B.                            Par lettre du 21 mars 2018, le service de la justice a transmis au Ministère public une opposition de X.________ à l'ordonnance précitée, datée du 15 mai 2018. Dans son courrier, ce service précisait que A.________, père de X.________, était venu en personne, le 19 mars 2018, pour déposer dite opposition. Dans son opposition, l’intéressé a contesté les faits reprochés.

C.                            Suite à cette opposition, le Ministère public a requis un rapport complémentaire de la police dont il ressort notamment que lors de la fête des Vendanges, plusieurs chauffeurs de taxis s’étaient plaints du comportement d’autres chauffeurs, lesquels effectuaient du racolage sur [aaaa], dont un taxi de la compagnie V.________ conduit par l’intéressé. Lorsque ce dernier avait été contrôlé à un endroit non autorisé pour les taxis, il avait indiqué qu’il attendait un client, sans pouvoir donner les coordonnées de ce dernier, qui n'était finalement jamais venu. Après avoir été informé qu’il ferait l’objet d’une dénonciation, X.________ avait vociféré et fait part de sa réprobation vis-à-vis de la police et du système, devant les badauds.

                        Par courrier du 19 juin 2018, le Ministère public a informé X.________ qu’après examen du dossier, l’infraction était réalisée et qu’il y avait lieu de maintenir l’ordonnance pénale administrative. Un délai au 30 juin 2018 lui a été imparti pour faire des observations et déposer d'éventuelles réquisitions de preuves.

D.                            Par lettre du 29 juin 2018 complétée le 17 juillet 2018, X.________ a notamment indiqué le nom de trois témoins présents au moment des faits, dont un avait réservé son taxi.

E.                            Interrogés par la police, les trois témoins ont pour l'essentiel déclaré qu’ils avaient vu X.________ se faire contrôler par la police, sans pouvoir donner plus d’informations.

F.                            Par acte d’accusation du 30 octobre 2018, le Ministère public a ordonné le renvoi de X.________ devant le Tribunal de police du Littoral et du Val-de-Travers.

                        Dans un courrier daté du 5 novembre 2018, la juge du Tribunal de police a indiqué au Ministère public que l'opposition formée par X.________ lui paraissait tardive, mais que des actes d’enquête avaient toutefois été entrepris avant le renvoi au tribunal. Il semblait au tribunal qu’il devait se prononcer dans un premier temps sur la validité de l’opposition.

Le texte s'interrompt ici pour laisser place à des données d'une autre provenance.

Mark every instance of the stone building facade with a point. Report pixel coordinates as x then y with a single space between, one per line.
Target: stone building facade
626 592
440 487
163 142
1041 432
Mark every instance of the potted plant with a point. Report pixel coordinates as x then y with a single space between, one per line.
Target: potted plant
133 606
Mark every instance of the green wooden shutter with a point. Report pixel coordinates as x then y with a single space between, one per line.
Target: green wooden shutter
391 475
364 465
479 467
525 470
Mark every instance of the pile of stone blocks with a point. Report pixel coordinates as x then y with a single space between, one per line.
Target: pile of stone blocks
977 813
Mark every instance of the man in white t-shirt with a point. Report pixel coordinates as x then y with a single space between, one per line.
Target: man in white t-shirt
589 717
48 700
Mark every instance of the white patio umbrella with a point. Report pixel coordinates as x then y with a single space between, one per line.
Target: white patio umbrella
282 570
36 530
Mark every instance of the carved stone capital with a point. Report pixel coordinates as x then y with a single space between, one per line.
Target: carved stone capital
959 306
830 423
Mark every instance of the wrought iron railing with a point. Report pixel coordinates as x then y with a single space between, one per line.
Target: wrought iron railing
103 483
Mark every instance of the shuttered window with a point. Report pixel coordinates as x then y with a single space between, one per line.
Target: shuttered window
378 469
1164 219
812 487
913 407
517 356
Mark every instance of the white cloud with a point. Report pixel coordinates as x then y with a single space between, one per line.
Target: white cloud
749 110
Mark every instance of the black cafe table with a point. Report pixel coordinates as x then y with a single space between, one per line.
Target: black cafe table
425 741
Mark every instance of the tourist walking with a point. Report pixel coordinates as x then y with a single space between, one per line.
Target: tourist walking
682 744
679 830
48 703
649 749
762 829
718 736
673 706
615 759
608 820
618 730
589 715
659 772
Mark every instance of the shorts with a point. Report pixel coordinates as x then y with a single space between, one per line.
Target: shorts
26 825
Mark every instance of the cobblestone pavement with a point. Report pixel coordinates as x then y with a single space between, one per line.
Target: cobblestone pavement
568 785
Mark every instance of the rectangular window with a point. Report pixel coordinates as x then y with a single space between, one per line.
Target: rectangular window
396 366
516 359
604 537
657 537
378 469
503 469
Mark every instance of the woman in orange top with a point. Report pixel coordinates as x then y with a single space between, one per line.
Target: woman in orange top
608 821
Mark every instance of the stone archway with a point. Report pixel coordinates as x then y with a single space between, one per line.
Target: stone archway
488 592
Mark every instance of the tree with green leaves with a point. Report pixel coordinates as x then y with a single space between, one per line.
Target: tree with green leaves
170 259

                        Par lettre du 27 novembre 2018, le Ministère public a notamment constaté que l’opposition semblait effectivement être tardive, que par conséquent la procédure n’aurait pas dû être instruite et que le tribunal devait statuer sur la validité de l’opposition.

G.                           Par lettre du 29 novembre 2018, la juge a indiqué à X.________ que le Ministère public avait conclu à l’irrecevabilité de son opposition pour cause de tardiveté, qu’elle envisageait de statuer en premier lieu sur la validité de l’opposition et lui impartissait un délai de 10 jours pour se prononcer sur cette question.

H.                            Le 9 décembre 2018, X.________ a précisé qu’il avait amené en main propre son opposition et que la réceptionniste lui avait confirmé que c’était le dernier jour du délai, il a conclu à la recevabilité de son opposition.

I.                             Par ordonnance du 20 décembre 2018, la juge de police a déclaré l’opposition de X.________ irrecevable et l’a condamné aux frais. En substance, elle a retenu que l’opposition de X.________, datée du 15 mars 2018, avait été déposée au guichet du service de la justice le 19 mars 2018, soit après l'échéance du délai.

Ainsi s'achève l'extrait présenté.